While I was pondering what “talent” I might possibly share, a news report flashed across the TV screen re: the blizzard/snow storm barreling across the country. The announcer commented on the bleakness of the snow scape, which I thought was beautiful (not having to live in it and all). And that reminded me…
Years ago, I took a fun little creative writing course. It wasn’t so much about writing as it was about unleashing our creative selves. In one exercise, we had to choose a color and write from the point of view of the color. What I thought of as the “fun” colors were all taken, so I chose to go with something simple: white. The following was the result:
I am a color that most people don’t even see. When people do notice me, they write me off as plain or simple — basic white. They don’t recognize my true power.
The bolder colors know my power and fear me, for one drop
of my essence and black becomes gray, red becomes pink, purple becomes lavender.
Bold colors don’t like that, and I must be careful. If another color invades my space, I cease to exist entirely.
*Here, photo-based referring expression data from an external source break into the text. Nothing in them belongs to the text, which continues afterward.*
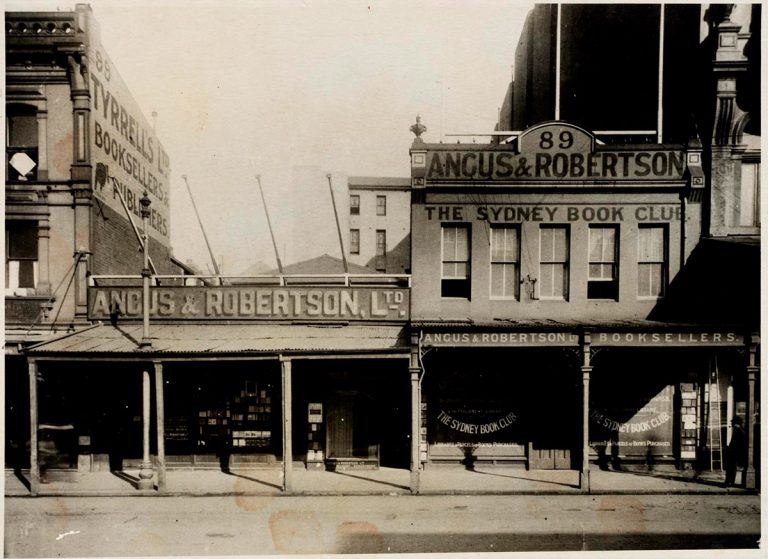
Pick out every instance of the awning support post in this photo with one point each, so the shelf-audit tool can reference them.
(145, 473)
(160, 421)
(287, 427)
(586, 369)
(753, 369)
(34, 464)
(414, 370)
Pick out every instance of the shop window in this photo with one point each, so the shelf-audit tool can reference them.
(652, 261)
(381, 250)
(381, 205)
(455, 262)
(21, 143)
(553, 264)
(603, 268)
(749, 203)
(505, 262)
(20, 257)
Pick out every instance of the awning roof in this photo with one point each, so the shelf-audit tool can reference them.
(220, 339)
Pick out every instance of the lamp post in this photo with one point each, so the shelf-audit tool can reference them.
(145, 472)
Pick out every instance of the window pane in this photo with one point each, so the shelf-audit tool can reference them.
(511, 245)
(595, 245)
(497, 244)
(644, 280)
(462, 245)
(547, 248)
(22, 131)
(449, 243)
(561, 245)
(497, 280)
(651, 244)
(22, 241)
(558, 280)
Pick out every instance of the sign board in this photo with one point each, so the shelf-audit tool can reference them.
(553, 151)
(499, 339)
(565, 339)
(123, 140)
(252, 303)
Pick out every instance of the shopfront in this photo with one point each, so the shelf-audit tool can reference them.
(645, 396)
(222, 389)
No, my world is far from basic, for I am a color of intricacy and opposition, teeming with contradiction:
I am the taste of bitter, dusty chalk and smooth,
I am icy stinging sleet on a frigid winter day and
the gently falling ash of a raging volcano.
I envelop a newborn child when he is pulled from the womb
and light the path to eternity as man draws his last breath.
I am the neon moon that gives shadow to the night sky
and the blinding noonday sun from which there is no respite.
In theology, I clothe the angels; in reality,
I costume the hate-mongering Klansman.
My skin is one man’s privilege and another man’s burden.
In many cultures I stand for innocence, purity and peace;
yet, I also embellish the crosses on the graves of men slain in battle.
I am basic white and rarely as simple as my surface appears.
::cue Ta-Da!:: (and possibly men with hook and/or straight jacket)
What occurs to me now is that my talent is not so much in writing, but in finding a way to work through almost any situation, whether it’s a silly writing assignment or something more serious, like losing 100 pounds.
Wishing you all a very Merry Christmas, white or otherwise.